Look at it another way: The 1.5% in fees that Fancy Pants tacks on each year for fund-manager salaries and slick quarterly statements will end up costing you more than a third of your potential total return. Sure, it's possible that the managers at Fancy Pants could overcome this deficit by roundly beating the indexes (and beating them and beating them, over 30 years). But then again, it's possible my cat could learn to drive a car (better than Toonces, I hope). To find out how much your funds are costing you, check out the cost calculator at

3 Chasing Returns The Firsthand Technology Value fund made a not-too-shabby average annual return of 16% from the start of 1998 until the end of 2001. What did the typical investor in the fund make over the same four years?

A 22% B 16% C 2% D -32%

ANSWER D, -32%. Believe it or not, the average investor in this winning fund lost money--big-time. No, fund manager Kevin Landis didn't run off to an island with a briefcase full of loot. It's because performance-chasing investors timed their purchases badly, pouring into the fund only after it had scored its biggest gains. Although this is an extreme case, it's not an isolated one.

MONEY crunched the numbers for nearly 700 funds during the 1998-2001 period, looking at money going in and coming out as well as returns.

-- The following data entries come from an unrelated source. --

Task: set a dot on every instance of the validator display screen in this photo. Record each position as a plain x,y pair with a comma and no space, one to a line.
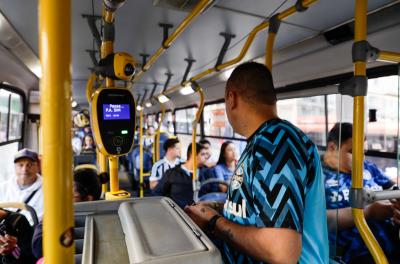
116,112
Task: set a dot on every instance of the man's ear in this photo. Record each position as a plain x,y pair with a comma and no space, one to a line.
231,99
331,146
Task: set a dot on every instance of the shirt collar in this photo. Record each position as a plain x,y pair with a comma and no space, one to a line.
261,127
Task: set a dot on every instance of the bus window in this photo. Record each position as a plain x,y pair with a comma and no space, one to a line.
216,122
16,117
181,122
4,104
306,113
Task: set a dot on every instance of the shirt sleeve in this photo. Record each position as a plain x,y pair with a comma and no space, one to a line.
277,189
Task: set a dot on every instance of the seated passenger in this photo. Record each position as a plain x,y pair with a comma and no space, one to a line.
87,187
15,239
226,164
207,145
337,166
172,150
88,144
26,185
177,182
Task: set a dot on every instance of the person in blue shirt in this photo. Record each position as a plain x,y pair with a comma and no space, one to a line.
349,244
226,163
177,182
172,149
275,210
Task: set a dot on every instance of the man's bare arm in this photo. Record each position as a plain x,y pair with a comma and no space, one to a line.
272,245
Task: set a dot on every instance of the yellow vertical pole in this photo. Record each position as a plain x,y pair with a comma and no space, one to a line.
360,34
107,47
55,85
158,134
194,134
141,192
269,50
102,162
113,162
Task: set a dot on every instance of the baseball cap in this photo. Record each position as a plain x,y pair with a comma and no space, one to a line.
26,153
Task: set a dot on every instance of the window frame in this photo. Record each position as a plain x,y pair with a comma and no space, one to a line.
21,93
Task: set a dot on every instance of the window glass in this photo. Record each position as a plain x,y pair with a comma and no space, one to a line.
16,117
216,122
167,124
382,114
4,101
306,113
190,115
181,121
7,160
185,141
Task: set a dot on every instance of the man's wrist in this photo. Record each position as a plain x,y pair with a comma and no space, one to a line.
210,226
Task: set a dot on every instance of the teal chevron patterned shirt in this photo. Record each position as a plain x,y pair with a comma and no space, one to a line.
278,183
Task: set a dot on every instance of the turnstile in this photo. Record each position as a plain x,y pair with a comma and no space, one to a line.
147,230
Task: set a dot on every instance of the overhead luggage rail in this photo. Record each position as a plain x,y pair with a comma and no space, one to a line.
264,25
200,7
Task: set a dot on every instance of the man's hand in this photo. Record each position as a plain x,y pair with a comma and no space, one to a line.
7,244
200,214
396,210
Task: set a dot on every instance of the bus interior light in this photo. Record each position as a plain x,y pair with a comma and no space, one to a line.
187,89
163,99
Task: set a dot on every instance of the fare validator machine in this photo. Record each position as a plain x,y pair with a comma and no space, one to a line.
113,115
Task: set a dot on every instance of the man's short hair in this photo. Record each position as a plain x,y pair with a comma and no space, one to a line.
170,143
340,133
204,141
199,148
253,82
27,154
87,182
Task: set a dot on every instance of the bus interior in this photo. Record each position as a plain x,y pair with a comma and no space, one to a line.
183,53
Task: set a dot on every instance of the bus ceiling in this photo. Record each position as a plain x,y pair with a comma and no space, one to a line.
300,40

We found that while the typical fund gained nearly 6% annually, the average investor earned 1%. So resist the urge to stalk what's hot; put the bulk of your money in that El Cheapo index fund that tracks the broad market.

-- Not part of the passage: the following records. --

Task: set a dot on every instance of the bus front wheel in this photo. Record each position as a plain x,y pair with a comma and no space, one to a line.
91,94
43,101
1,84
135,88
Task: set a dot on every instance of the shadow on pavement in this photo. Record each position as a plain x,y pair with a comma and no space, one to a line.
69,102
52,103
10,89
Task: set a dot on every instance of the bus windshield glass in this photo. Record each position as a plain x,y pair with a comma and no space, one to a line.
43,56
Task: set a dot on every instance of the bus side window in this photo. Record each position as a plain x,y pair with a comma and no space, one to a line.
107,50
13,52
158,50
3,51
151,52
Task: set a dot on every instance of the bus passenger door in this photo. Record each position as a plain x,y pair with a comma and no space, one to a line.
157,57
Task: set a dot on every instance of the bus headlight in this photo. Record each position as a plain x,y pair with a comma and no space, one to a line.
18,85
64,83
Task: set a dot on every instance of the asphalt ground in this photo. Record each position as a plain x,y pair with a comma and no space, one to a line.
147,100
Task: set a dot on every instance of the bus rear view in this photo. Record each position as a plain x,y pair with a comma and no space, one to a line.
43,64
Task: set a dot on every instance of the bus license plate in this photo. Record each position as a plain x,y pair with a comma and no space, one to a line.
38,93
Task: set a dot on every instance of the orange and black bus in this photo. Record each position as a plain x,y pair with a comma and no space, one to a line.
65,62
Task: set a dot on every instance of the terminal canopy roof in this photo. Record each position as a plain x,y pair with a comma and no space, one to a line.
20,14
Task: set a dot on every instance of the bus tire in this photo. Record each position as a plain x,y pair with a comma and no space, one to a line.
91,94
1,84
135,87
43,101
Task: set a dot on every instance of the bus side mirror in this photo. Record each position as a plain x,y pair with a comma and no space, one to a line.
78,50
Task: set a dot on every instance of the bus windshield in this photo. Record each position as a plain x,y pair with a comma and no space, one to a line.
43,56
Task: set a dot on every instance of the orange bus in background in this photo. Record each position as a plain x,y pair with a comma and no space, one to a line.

4 Withdrawal Pangs You've made it to retirement with a cool million in your 401(k). Assuming you earn a reliable 7% on your portfolio, with inflation running at 3%, how much can you safely withdraw each year without running out of money?

A $25,000 B $40,000 C $70,000 D $100,000

ANSWER B, $40,000, or 4% of your savings a year, which matches the real return you're getting on your portfolio (a 7% gain minus 3% inflation). Since you're earning back as much as you're withdrawing from your account, you could, theoretically, live forever without running out of money. Alas, here in the real world, the Great Drawdown can prove a lot trickier, given that we don't know what inflation or our returns will turn out to be. (And you can bet they won't be consistent from year to year.)

Many retirees, used to the fat returns of the last 25 years, may be tempted to draw more than a measly 4% from their nest egg. That way lies danger: Were returns to fall even a point or two below what you're expecting, or if inflation reared its ugly head again, you could run out of money before you hit your goldenest years. And an ill-timed market crash could wipe out your savings in a decade. Far better: Save more and draw down less. Worst-case scenario? You'll end up with a little extra money to give to your ungrateful kids.

5 Drive Time You've decided to live large and buy a blinged-out 2006 sport utility vehicle. Cost: $70K. Assuming that you live seven miles from the dealership and gas costs $2.30 a gallon, how much will it cost you to drive the thing home?

A $1.15 B $2.30 C $3.25 D $11,000

ANSWER D, $11,000, give or take. That's not including the cost of the gas, which would run you about $1.15. The less-than-thrilling mileage is the least of your worries. The typical car or SUV loses about 15% of its value as soon as you drive it off the lot; after three years, it may have lost a third or more. That's why used cars often turn out to be such a sensible deal.

6 Protecting Assets Burglars swiped your laptop, your stereo and your flat-panel TV. (Luckily, your collection of snow globes from around the world is safe.) Your homeowners policy covers the "actual cash value" of anything stolen. So how much will your insurer pay?

A What you'd get if you sold now B What you originally paid for the stuff C What you originally paid plus inflation D What it would cost to buy equivalent items new

ANSWER A. "Actual cash value" may sound like a good deal. But all you'll get from your insurer is about as much as your cheapskate neighbors would pay to buy your old stuff at a garage sale. You'd have ended up with a far bigger check if you had shelled out 15% or so more for a "replacement cost" policy, which would cover the amount you'll have to pay to replace the stolen loot. Bear that in mind when it's time to renew.